Sigh. I can hear the arguments now:
Me, frazzled at the end of the day: "How can you stand there and say you don't care about baby harp seals? How would you feel if you were clubbed to death?"
Her: "Why are you so upset about baby harp seals? You're not a harp seal. Besides, I need a new bike. When can I have a new bike? When can I have a new bike? When can I have a new bike?"
At least now I'll have some idea why.
My daughter has a thing for dangerous toys. Plastic bags hold a particular fascination for her. Any plastic bag that comes within a foot of her attracts her immediate attention. She lunges and grabs. It's as though she can't control herself - it wants her to*. The crinkly sound is more than she can resist.
It used to be that any crinkly sound would wake her from a deep sleep. She would open her eyes and begin to crane her head around to find the cellophane or shopping bag that seemed to be calling out to her in a secret language: "I am your master! You want to grab me! Bury your face in my crinkliness. You are under my complete control!"
Needless to say but often repeated on the bags themselves, "This is not a toy. Do not place in playpens or cribs. This bag can cover the mouth and nose, leading to suffocation." Two-faced bastards.
I worry that this penchant for risky behavior could lead to bad things down the road. Who knows what she'll get into as a toddler? Stove knobs? Electrical outlets? Tearing the tags off our mattresses? I'm worried.
But that's why I have to keep a sharp eye on my baby. I have to protect my precious little girl and make sure nothing happens to her. I just want her to grow up safe and healthy so when she's 19 she can run off with a guy named Bo to join a motorcycle gang.
Things are going better on the emotional front these days. I'm trying a lot of new things with Paula so that the impact of daily life is reduced somewhat. Some of these I stumble on by accident. Friday, for example, I had an IBS attack which kept me on the sofa and fasting for most of the day, reading, and letting Paula climb on me and play with her toys next to me. At the end of the day I realized that Paula had barely squawked and had been so relaxed and happy all day. I don't know if this is a sign that I've been trying to do too much and she's been reacting to that with her loud vocalizations, but I've decided to spend more time on the sofa. I might even schedule it in, for example, two or three mornings a week. I don't have it all worked out yet, but it's a start.

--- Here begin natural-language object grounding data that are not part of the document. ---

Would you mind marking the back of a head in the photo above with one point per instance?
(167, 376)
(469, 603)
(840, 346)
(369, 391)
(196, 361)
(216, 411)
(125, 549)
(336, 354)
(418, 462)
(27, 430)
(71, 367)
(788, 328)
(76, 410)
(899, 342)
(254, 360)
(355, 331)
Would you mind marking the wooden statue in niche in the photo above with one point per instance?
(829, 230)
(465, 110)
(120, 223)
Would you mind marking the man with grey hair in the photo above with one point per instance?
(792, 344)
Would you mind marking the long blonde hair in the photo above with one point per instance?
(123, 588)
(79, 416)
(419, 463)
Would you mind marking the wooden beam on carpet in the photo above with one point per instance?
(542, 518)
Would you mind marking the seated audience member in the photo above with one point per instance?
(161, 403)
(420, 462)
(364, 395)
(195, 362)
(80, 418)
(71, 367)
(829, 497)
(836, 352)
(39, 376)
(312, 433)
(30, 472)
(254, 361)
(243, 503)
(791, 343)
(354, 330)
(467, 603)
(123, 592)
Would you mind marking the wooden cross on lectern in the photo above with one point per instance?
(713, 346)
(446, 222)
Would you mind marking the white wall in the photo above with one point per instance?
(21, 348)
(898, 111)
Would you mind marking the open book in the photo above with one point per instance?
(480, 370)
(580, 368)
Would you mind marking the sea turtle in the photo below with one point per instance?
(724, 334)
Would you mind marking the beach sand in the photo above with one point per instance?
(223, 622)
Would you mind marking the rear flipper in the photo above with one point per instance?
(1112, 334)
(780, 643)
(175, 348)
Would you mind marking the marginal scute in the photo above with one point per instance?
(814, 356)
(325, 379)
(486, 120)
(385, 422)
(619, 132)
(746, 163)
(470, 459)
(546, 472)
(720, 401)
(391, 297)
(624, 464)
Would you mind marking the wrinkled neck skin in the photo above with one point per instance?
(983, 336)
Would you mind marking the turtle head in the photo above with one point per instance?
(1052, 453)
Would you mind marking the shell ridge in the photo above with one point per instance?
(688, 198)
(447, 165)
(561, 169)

I'm also getting a lot more assertive with Joel about my needs and his involvement in actively parenting Paula. It's not easy for either of us, but it has to be done. Between that and my zillion milligrams of fish oil every day, my mood has consistently improved.
This evening my mom is flying up from Atlanta to spend this week with us and I'm really looking forward to it. Joel has band camp this week so he'll be gone every evening and it will be so great to have my mom here to help during that difficult going-to-bed period. The last few nights I've been just sitting on the sofa and watching TV while Paula struggles to go to sleep on my lap. I find that she goes to sleep at almost exactly the same times regardless of where we are, and this way is easier on me. I've been super exhausted lately because of waking up to nurse around 3 a.m. and not being able to sleep well after that. So evenings are a definite low point for me and my mom's help and the joy of seeing her will not be lost on me.